I have this existing table..which has an int column ....say column A. Data in this column serves as the primary key.
Every time I insert a row, I need to able to select the already existing max value in column A and add 1 to it and thereby generate a new number.
I should be able to insert a new row using this new number for the value in Col. A.
Quite simple actually...
Unfortunately the column A, as I said is int ...arggh...wish it was numeric/identity...but alas....its too late to change.
I am now trying to figure out what the simplest and most effective way is, to do this....As I said I cannot change the table definition. Also I need to keep in mind the multi-user environment.
So selecting max+1 and then inserting a new row after that, using the selected value isn't really the ideal solution.
Basically... somehow I need to get this to work similar to the way the numeric/identity fields work, without changing the table.
I am not sure. I remember having a discussion on that bit of code a long time ago but I can't remember. In any case, if you use the code as-is you end up with your data_table keys being one larger than the value reported in next_key.
You should be able to remove the extra +1 and not have any problems; give it a try on your server.
Originally posted by dbcat
That was brilliant...really helps...Thank you!
You might help me with a small doubt...from the tech doc you pointed out.
Under the Next Key Table is the following
1> begin tran
2> declare @next_key
3> update next_key set next_key = next_key + 1
4> select @next_key = next_key + 1
5> from next_key
6> insert into data_table (key_column, ...)
7> values (@next_key, ...)
8> commit tran
Why is there a +1 in the update and the select??
You know, you could define the next_key column to be an identity. Just insert to it, grab @@identity and use that value to insert to data_table. you could even partition the next_key table, or use datarows locking to allow for a lot of concurrent inserts with no contention. The solution you show above effectively serializes, and thus drastically slows down, each request for a new key.
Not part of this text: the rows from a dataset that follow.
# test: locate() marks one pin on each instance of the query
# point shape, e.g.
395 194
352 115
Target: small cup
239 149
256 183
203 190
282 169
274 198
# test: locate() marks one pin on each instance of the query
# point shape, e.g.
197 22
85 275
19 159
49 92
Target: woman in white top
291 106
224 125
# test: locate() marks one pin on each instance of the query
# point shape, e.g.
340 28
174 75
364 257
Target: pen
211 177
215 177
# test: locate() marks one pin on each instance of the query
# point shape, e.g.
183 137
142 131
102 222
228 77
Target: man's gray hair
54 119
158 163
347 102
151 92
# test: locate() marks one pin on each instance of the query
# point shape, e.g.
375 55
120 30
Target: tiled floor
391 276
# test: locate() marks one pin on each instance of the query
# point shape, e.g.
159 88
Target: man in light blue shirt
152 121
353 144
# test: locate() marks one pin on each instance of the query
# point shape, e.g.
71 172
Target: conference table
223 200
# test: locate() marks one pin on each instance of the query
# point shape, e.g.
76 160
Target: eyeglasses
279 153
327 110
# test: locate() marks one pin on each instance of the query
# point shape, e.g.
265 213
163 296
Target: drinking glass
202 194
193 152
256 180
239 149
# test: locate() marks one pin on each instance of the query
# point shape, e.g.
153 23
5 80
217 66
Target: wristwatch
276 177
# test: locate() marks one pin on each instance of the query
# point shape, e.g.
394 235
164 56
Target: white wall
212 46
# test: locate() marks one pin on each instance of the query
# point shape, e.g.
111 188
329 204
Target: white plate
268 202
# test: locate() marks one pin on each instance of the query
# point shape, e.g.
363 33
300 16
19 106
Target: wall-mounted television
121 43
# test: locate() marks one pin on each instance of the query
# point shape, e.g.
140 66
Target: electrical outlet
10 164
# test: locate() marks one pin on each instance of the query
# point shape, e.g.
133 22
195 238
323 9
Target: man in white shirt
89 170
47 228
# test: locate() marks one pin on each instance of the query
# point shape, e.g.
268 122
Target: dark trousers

You can seed the identity value to the current max in data_table so it picks up at the right starting value.
In your solution, you start a transaction, then update next_key set next_key = next_key + 1.
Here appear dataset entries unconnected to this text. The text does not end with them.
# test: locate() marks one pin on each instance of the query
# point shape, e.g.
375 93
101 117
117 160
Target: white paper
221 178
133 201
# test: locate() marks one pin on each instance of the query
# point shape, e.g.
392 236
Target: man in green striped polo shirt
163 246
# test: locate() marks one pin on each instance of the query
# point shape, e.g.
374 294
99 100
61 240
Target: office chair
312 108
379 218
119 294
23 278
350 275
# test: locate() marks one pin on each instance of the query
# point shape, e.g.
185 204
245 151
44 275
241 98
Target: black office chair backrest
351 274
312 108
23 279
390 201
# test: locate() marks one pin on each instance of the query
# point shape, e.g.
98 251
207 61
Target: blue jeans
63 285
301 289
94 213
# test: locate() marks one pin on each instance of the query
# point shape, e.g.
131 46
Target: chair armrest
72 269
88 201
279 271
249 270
When you do that, that locks the next_key table which prevents others from doing the same
update at the same time (assuming more than process might be trying to insert a row
to data_table at the same time). That lock is not released until you commit. So the process
of obtaining a new key could become a bottleneck. I do mean one process at a time.
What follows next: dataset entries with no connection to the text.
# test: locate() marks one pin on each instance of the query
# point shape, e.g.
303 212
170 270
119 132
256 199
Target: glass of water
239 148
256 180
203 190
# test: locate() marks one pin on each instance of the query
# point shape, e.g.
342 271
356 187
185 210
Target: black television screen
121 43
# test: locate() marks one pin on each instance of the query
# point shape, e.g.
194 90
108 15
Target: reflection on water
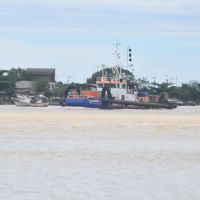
74 153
By seeding I guess I was assuming you already had some data in the data_table. If so, and you implement
a new process to obtain keys for that table, you'd need them to start at the right value. Say the max(key)
in there now is 100. You'd need the next key to be 101. I was just saying you could force the value 100
into the identity column in the next_key table to accomplish that. The next row you insert would therefore
get the value 101.
I would probably not do the implicit select max(id column)+1 on the same data-table. Again, if
you expect to have any kind of volume here, meaning several or more concurrent processes trying to
do this at the same time, I don't believe that would work very well.
I agree that the next_key table idea is not for high-transactional situations. Altering the table to include an IDENTITY would be the easiest, and probably 'best' method, but that isn't an option (for some reason).
If you're on a pre-11.9.2 system, remember that you have page-only locking and continually inserting to the next_key table will probably have just as much contention due to last-page locks.
Also, you will need to maintain the next_key table -- by that I mean continually clearing it out so you don't end up with 30 million rows that are, for all intents and purposes, useless.
I am not sure that my situation counts as "highly transactional"
I think we are expecting anywhere between a 100-1000 inserts being attempted on data_table, per day...
Also my system supports datarow locking...so this is definitely something I can make use of.
I am not sure I understand, your last point about continually clearing the next_key table.
Can you also possibly explain flaws...with writing an embedded select
(selecting max+1), directly in the insert statement on the data_table. For what reasons would this be flawed...and/or does it even work in the first place??
Finally does declaring next_key as indentity...avoid potential concurrency issues regarding key generation??
I think the post said they can't use identity for the data_table. The next_key table would be a new table
whose sole purpose is to provide new key values for the data_table and I believe the design for that next_key
table is up in the air.
What version of Sybase is this? You may not have row level locking prior to 11.9, but you have partitions
since 11.x (I think).
And yes, you'd have to periodically prune (delete from or truncate) the next_key table or it will just keepgrowing.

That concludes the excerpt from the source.